To see it from your parents’ point of view, imagine you have two children. Your son wants to be treated by a traditional healer who serves a god whom your religion thinks is sinful to honor, and his big sister, who also worships that god, arranges this. She gave your son a treatment that was of no use. Worse, she led him to betray his faith. It would be natural for you to feel resentment.
The point is that for some people, opposing what we know as sensible public health measures is central to their identity, as religion can be. That is deeply unfortunate. But it’s important to understand your parent’s reaction. If you had helped your brother with a fake ID, I suspect, your father would have been mad, but you’d be back on the call. In this case, you showed not only that you disagreed with your parents about their views, but also, more painfully, that you did not trust them to take care of your brother – to fulfill the basic responsibilities of parenthood.
Many people are attracted to an accounting model of morality: add up a row of numbers, determine whether there is a plus or a minus in front of the sum, and move on without regrets. Suppose you have to lie because of personal or public obligations. The moral accountants would assure you: the math works, your conscience is clear, don’t think about it. The greater wisdom lies in both lamenting the deception and understanding why it was justified. With difficult choices, there is no option that is the best in every way. Cohesively, we can feel bad about actions we wouldn’t undo. It speaks well of you, as a loving child and as a caring sibling, that you feel uncomfortable.
I understand why you didn’t just start trying to get your parents to have your brother vaccinated. You have clearly had unsatisfactory conversations with them about these issues and found that they are firmly in the grip of their delusions. Telling them about your intentions in advance would have been respectful, but certainly useless; yes, maybe they took steps to keep your brother out of your hands. But if you hadn’t had a conversation beforehand, I agree, it would have been more respectful to give up once it was done.
So tell your parents that you acted out of love and concern for your brother, but that you understand and regret that you violated their trust. Of course, you also regret that your parents have these seriously wrong views – but you don’t have to say that, because they already know.

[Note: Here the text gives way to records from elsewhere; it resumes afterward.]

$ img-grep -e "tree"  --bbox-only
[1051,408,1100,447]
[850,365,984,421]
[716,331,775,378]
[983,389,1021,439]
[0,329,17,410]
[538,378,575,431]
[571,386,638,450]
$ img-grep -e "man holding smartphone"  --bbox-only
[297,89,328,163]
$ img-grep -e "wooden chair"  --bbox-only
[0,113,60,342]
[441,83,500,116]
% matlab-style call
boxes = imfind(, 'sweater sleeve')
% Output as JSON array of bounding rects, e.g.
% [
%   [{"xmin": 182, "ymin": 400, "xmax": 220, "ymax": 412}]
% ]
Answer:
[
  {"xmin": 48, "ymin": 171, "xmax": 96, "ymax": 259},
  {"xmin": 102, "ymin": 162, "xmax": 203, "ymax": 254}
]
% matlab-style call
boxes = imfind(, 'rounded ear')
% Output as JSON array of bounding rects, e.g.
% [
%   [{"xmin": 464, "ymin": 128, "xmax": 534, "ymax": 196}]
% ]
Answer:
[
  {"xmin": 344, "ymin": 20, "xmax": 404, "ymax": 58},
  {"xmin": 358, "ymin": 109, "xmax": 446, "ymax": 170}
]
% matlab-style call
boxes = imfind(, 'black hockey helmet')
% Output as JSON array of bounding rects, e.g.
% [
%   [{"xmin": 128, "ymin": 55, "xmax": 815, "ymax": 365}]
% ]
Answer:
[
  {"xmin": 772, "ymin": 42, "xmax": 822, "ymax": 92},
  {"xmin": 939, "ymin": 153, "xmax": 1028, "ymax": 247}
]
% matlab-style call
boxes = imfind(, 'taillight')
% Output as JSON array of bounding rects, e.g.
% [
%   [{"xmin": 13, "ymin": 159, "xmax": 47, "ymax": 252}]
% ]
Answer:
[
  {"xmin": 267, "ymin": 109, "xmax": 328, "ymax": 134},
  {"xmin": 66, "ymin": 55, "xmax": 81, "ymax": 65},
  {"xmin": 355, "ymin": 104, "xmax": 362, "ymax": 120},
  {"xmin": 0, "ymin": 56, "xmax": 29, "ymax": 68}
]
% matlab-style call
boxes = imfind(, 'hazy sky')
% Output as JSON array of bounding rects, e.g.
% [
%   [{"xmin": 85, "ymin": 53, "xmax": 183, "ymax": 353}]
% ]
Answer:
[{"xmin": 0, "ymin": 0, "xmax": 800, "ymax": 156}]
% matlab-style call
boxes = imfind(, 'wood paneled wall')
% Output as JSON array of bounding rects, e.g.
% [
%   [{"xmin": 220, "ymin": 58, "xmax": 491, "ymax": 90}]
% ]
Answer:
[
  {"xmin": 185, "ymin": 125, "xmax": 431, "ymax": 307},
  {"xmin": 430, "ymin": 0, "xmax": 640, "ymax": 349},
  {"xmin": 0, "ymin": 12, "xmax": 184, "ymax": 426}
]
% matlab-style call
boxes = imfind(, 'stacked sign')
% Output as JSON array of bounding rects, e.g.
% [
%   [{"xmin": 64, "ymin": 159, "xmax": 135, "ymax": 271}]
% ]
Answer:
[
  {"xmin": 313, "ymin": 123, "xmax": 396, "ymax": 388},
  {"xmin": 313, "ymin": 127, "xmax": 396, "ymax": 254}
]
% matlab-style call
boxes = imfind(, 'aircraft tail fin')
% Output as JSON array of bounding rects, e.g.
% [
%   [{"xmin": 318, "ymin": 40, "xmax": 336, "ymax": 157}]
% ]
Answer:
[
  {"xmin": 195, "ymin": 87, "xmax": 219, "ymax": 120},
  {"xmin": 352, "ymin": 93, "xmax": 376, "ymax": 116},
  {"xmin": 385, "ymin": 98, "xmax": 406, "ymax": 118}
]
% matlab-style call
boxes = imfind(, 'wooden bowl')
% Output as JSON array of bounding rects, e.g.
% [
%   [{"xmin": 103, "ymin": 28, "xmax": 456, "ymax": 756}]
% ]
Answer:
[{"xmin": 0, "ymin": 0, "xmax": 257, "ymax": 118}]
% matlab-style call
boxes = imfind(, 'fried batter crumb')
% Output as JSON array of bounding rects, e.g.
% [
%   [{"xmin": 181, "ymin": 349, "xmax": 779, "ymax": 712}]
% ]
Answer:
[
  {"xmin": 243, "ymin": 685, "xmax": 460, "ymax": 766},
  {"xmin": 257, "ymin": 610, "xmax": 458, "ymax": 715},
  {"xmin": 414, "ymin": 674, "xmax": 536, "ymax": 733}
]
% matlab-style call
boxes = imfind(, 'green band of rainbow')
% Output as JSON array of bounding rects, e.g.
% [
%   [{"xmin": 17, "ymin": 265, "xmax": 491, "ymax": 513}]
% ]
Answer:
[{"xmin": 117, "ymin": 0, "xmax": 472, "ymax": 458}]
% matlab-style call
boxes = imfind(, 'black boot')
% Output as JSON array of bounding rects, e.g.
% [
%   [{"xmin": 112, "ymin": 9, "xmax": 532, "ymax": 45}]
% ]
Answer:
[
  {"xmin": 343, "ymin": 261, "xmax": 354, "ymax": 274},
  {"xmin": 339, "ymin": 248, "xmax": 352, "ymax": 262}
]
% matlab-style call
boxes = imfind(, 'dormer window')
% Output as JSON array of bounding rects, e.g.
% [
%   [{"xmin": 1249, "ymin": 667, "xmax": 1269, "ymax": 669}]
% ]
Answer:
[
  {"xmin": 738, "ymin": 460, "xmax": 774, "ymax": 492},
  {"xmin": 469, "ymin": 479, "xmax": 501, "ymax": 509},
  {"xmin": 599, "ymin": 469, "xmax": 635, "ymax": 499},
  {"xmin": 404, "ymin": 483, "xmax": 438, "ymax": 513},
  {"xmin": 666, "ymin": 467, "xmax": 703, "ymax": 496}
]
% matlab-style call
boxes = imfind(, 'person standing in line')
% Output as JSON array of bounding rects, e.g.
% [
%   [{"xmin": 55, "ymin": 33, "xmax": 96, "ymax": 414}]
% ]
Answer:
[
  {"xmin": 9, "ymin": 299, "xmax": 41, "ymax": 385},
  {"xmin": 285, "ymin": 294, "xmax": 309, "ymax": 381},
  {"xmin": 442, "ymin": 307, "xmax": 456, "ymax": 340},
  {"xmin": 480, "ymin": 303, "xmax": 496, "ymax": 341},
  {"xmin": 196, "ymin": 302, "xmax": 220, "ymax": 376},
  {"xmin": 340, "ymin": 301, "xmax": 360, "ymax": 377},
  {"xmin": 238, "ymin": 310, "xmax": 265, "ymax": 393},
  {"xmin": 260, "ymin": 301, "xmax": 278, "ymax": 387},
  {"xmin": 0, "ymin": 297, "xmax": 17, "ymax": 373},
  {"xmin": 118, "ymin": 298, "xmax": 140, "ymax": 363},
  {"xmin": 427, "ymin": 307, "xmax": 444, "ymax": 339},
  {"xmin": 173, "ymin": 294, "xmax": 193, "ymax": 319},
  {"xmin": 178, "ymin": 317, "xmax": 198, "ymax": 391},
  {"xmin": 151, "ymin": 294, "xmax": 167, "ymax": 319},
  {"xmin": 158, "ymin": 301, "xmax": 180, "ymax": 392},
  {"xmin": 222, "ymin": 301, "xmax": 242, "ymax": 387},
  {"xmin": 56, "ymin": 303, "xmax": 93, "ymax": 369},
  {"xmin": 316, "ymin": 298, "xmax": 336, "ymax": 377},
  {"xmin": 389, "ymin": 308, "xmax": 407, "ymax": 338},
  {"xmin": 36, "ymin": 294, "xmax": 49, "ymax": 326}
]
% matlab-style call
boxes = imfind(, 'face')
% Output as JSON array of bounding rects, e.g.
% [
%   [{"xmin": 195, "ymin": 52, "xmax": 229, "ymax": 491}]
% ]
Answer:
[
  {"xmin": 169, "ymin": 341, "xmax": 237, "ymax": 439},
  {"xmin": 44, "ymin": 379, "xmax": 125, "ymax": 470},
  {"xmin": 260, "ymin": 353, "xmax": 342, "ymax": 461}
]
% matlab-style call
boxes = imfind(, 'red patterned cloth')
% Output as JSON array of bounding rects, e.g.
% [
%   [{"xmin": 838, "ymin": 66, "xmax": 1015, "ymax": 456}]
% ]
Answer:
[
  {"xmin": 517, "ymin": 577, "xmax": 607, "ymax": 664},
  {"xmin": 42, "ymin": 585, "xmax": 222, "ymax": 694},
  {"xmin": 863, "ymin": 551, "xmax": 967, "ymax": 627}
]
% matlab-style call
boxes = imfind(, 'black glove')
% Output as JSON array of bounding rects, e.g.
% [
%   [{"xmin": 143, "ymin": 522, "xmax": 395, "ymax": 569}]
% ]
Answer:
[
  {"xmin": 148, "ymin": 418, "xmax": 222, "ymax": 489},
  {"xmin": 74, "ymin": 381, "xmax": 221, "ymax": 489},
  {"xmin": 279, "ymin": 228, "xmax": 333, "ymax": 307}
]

Often we are faced with choices where we can reason our way to one clear answer. We can then say that we “comply” with what moral reason dictates. But sometimes complexity overwhelms compliance: we just have to turn inward for guidance and make our decisions. In fact, Chang argues, we become “the authors of our own lives” when we make difficult choices. We decide what we are for – we decide who we are. Helping your younger brother get vaccinated and trying to mend your relationship with your parents are not self-absorbing impulses; they are self-determining.
I write from a not-for-profit Zen center, technically a church in the eyes of the IRS. We had monthly board meetings via Zoom, and one member was drunk. Meetings begin mid-morning and last a maximum of two hours. During that time, the officer drinks from a cup and her speech becomes increasingly slurred. All board members, including the official in question, are members of our church and are all highly regarded. Our Ethics Policy discourages downtown drunkenness, but does not refer to Zoom meetings.